The Best Start tax credit (BSTC) is a new component of Working for Families Tax Credits (WIFTC). It is a payment to help families with the costs in a child’s first three years. It is available for all qualifying families with children due or born on or after 1 July 2018.

The BSTC replaces the Parental Tax Credit (PTC). If a child is born before 1 July 2018 but had an expected due date after this, a person qualifies for BSTC. However, if a person also qualifies for PTC, they need to choose which payment is best for their family — they cannot receive both.

A person cannot get BSTC and paid parental leave (PPL) for the same child, at the same time.

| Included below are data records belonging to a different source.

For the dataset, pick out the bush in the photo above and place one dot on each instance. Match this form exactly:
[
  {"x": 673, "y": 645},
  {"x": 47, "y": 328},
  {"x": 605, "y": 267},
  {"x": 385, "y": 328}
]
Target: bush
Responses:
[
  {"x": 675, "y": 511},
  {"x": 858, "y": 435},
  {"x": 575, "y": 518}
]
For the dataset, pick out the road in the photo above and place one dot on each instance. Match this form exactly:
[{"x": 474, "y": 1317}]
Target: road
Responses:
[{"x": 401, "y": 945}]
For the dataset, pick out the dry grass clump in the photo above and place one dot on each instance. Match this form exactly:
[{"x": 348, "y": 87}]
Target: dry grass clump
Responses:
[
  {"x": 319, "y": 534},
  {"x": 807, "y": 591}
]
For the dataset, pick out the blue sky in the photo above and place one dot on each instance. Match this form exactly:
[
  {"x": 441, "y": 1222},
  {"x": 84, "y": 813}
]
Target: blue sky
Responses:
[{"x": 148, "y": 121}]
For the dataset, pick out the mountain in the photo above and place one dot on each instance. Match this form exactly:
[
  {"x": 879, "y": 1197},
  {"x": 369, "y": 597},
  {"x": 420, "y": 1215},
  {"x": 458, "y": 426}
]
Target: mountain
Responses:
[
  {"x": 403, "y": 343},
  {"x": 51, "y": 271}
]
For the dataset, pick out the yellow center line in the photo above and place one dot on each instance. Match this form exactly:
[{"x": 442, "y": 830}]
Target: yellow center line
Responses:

The BSTC will start once the PPL has finished.

Paid parental leave is extending from 18 weeks to 22 weeks from 1 July 2018 for babies born or expected to be born on or after 1 July 2018. This also means the number of keeping-in-touch hours has increased from 40 hours to 52 hours, Keeping-in-touch hours allow an employee who is on parental leave to stay connected with their employer and perform work from time to time, such as attending a team day.

A person can also get BSTC while they receive any of the following for children in their care:

• Orphan’s Benefit

• Unsupported Child’s Benefit, or

• Foster care allowance.

The amount of BSTC is up to $60 a week ($3,120 a year) per child for babies born on or after 1 July 2018. All eligible families will receive this payment until the child turns one, regardless of their household income. Households whose income is less than $79,000 will continue to receive $60 per week until the child turns three. Those earning above $79,000 may continue to receive payments at a reduced amount. The upper threshold is $93,858 (for one child) when payments stop.

Regulations for the Best Start tax credit

The Social Security (Income and Cash Assets Exemptions) Amendment Regulations (No 2) 2018 (LI 2018/109) came into force on 3 July 2018. The regulations amend the Social Security (Income and Cash Assets Exemptions) Regulations 2011 by inserting a new Part 15 — Best Start tax credit arrears payments.

New Part 15 relates to a lump sum payment of arrears of Best Start tax credit made, on or after 3 July 2018, to a person entitled to the credit for an entitlement period for a dependent child if (and only if):

• the entitlement period ends before 1 July 2018

• the dependent child is born before 1 July 2018, but the expected due date for the child is on or after 1 July 2018.

New Part 15 ensures that, for the first 12 months after the lump sum payment is made:

• any income derived from the payment is not income for the purposes of the Social Security Act 1964

• the payment, and any income derived from the payment, is not cash assets for the purposes of the Social Security Act (for example, the definitions, for the purposes of accommodation supplement and home-based disability support services, in ss 61E(1) and 69FA(1) of the Act).